Algo de semelhante ocorreu com Ebony, a recentemente auto proclamada pioneira do rap sujo feminino. Baseada igualmente no documentário do Spotify, cuja produção a procurou para fazer parte do mesmo, Ebony afirma que, até ela lançar suas músicas, não havia uma mulher sequer que fizesse rap sujo, entenda-se rap vulgar, repleto de palavrão e putaria. A resposta veio de bate pronto através de duas rappers baianas: Cintia Savolli e Laela. A primeira, adota um tom mais sério e recita uma poesia afirmando a história do rap feminino e o quão sujo ele pode ser: “Hey, pioneira do rap sujo coisa e tal. Tô te escrevendo uma carta e vou ser bem sensata não me leve a mal. Essas terras já vinham sendo cultivadas, com rap da pesada, palavrão é coisa normal. […] Spotify é sua referência e o rap é a minha vivência, cadê, morreu a consciência?”
Já Laela é a sujidão em pessoa e solta um pagotrap entupido do que há de mais típico da swingueira baiana. Uma breve amostra será suficiente: “…rap sujo nós já fez. Putaria laysa fez. Lá em 2016. Me diz então quem são vocês? […] usou o doc do spot como ref. Nele nem tinha Makonen que a miliano faz trap…”.
A situação da Ebony fica ainda mais complicada ao sabermos que ela elogiou o traço regional da música da Laela. Como se não fossem regionais todas as referências ao Rio de Janeiro, o sotaque, as locações e as gírias que vemos e ouvimos em diversos raps. Como se o funk, que é inspiração para o trabalho da Ebony, não fosse tão regional quanto o pagodão. Como se o fato de o funk ser ouvido por todo o Brasil conseguisse esconder a falta de visibilidade de qualquer funkero que não seja do eixo Rio-São Paulo e não esteja alinhado estética e liricamente com ele.
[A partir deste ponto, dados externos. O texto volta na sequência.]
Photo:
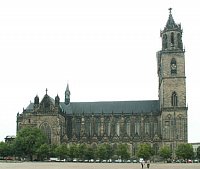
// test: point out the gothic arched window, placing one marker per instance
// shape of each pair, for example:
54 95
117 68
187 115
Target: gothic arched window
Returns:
180 46
47 131
172 39
174 99
164 41
173 66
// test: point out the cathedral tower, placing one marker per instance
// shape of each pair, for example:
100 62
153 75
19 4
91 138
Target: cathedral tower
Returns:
67 95
172 85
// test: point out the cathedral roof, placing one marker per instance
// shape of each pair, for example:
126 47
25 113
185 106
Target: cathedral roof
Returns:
171 25
108 107
117 107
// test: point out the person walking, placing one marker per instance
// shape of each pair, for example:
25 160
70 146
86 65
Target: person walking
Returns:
148 163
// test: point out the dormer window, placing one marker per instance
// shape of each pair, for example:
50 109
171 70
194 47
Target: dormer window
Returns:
173 66
174 99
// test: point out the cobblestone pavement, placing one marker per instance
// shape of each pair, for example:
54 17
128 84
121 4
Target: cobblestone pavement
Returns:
65 165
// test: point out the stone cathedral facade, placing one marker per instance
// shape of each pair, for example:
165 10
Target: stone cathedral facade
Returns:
158 122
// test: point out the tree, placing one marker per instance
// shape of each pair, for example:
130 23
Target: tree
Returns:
43 151
90 153
123 151
28 141
165 152
104 151
198 153
73 151
144 151
184 151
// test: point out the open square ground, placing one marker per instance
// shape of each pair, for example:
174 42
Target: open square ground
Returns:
66 165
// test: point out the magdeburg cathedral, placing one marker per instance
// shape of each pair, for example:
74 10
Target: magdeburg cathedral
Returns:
157 122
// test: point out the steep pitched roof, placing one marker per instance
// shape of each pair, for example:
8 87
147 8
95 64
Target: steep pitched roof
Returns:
116 107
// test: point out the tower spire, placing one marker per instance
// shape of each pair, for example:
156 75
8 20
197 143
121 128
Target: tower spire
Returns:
67 95
170 10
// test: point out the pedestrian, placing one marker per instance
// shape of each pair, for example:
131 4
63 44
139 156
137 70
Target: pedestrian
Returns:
148 163
142 163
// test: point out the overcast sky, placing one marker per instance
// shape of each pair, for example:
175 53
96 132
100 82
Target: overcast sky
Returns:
105 50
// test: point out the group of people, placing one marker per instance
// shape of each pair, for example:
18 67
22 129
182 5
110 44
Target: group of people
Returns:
143 163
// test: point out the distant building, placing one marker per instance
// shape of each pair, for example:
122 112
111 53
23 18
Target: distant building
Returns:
9 139
158 122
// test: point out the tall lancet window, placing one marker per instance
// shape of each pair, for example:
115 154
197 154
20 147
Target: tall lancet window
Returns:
173 66
164 41
172 39
174 99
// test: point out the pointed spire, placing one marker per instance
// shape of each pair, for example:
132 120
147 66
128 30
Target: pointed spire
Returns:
67 95
170 22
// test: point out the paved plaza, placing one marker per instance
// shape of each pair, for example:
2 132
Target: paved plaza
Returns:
65 165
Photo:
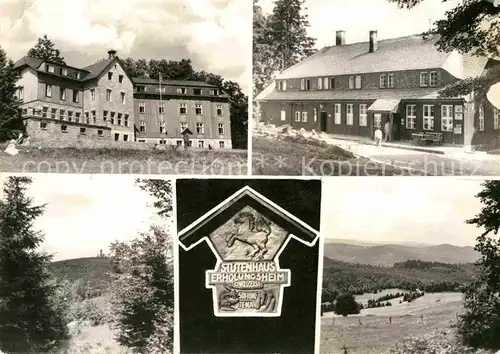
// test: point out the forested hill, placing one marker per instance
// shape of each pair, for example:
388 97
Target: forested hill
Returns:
409 275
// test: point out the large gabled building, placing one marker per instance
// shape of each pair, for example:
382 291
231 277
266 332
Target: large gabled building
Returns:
102 103
351 89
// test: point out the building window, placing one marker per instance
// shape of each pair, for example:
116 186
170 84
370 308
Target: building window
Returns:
351 82
424 79
358 82
459 112
390 80
428 117
198 109
219 110
433 78
48 90
182 108
447 118
383 81
363 117
337 111
411 116
481 119
161 108
350 114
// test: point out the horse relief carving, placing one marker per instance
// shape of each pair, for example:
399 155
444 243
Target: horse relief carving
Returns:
251 231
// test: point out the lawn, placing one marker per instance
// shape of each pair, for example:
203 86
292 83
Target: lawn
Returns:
125 161
376 331
295 155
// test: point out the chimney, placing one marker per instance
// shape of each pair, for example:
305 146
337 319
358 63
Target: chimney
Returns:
340 38
373 41
112 53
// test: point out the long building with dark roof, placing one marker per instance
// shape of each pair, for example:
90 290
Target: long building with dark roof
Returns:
102 102
352 89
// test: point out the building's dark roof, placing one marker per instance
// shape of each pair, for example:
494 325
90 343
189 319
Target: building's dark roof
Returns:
149 81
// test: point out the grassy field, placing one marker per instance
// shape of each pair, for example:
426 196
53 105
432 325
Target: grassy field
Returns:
377 333
125 161
285 155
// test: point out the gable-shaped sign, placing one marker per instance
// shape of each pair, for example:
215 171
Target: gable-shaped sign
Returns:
247 233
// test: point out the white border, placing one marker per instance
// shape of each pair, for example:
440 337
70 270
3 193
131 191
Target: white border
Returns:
175 242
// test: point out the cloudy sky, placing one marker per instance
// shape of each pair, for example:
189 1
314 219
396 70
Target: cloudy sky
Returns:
86 213
358 17
400 210
214 34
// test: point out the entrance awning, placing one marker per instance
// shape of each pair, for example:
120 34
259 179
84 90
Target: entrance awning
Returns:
382 105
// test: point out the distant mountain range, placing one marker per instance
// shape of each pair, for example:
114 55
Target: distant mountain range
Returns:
387 254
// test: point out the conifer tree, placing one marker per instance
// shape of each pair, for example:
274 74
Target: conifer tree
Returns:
29 319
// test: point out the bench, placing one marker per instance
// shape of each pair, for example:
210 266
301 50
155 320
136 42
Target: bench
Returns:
428 138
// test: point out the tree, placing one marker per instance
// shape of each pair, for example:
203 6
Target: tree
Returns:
479 325
29 318
143 292
288 38
346 305
183 70
10 113
44 49
161 190
471 27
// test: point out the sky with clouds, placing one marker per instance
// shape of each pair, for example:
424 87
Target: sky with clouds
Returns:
214 34
84 213
401 210
358 17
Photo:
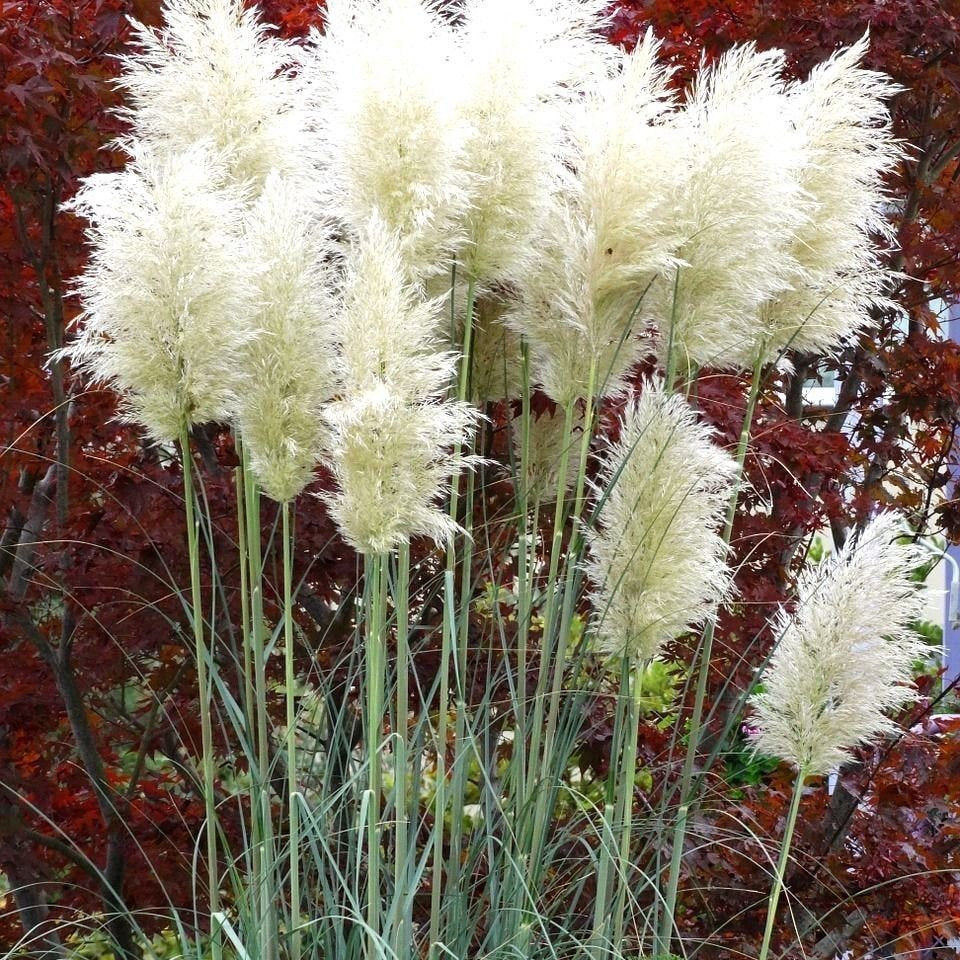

Nos casos de Raffa Moreira e Ebony observamos uma redução de mundo, tal qual no caso de Childish Gambino. Se neste último, a operação se dá pelo posicionamento dos Estados Unidos no centro do mundo, com Raffa Moreira e Ebony, vemos o eixo Rio-São Paulo ser colocado no centro do Brasil. Obviamente isso não seria um problema dos próprios artistas se eles não contribuíssem com sua gota de fel para a invisibilidade do rap nordestino. Ao se autoproclamarem pioneiros, ignorando e invisibilizando toda uma história do rap nordestino, Raffa Moreira e Ebony não apenas se beneficiam da relevância midiática que tem o eixo no qual se encontram, mas se valem dela para ampliá-la a seu favor. Invalidam toda e qualquer experiência nordestina em prol de uma luta de um homem só, ou uma mulher, que relega apenas a si o fardo do pioneirismo e que, portanto, é o único com direito a receber os frutos de sua empreitada, ou, ao menos aquele a quem se deve a maior parcela. Enquanto que ao Nordeste sempre sobrará a defesa do óbvio e a repetição da história. Diante disso e de frente para Raffa Moreira, Ebony, e tantos outros nos resta perguntar: “Como é que você nunca ouviu falar?”.
Marcos Roberto Santos Pereira é doutorando em filosofia pela UFS e pesquisador informal da história do rap sergipano.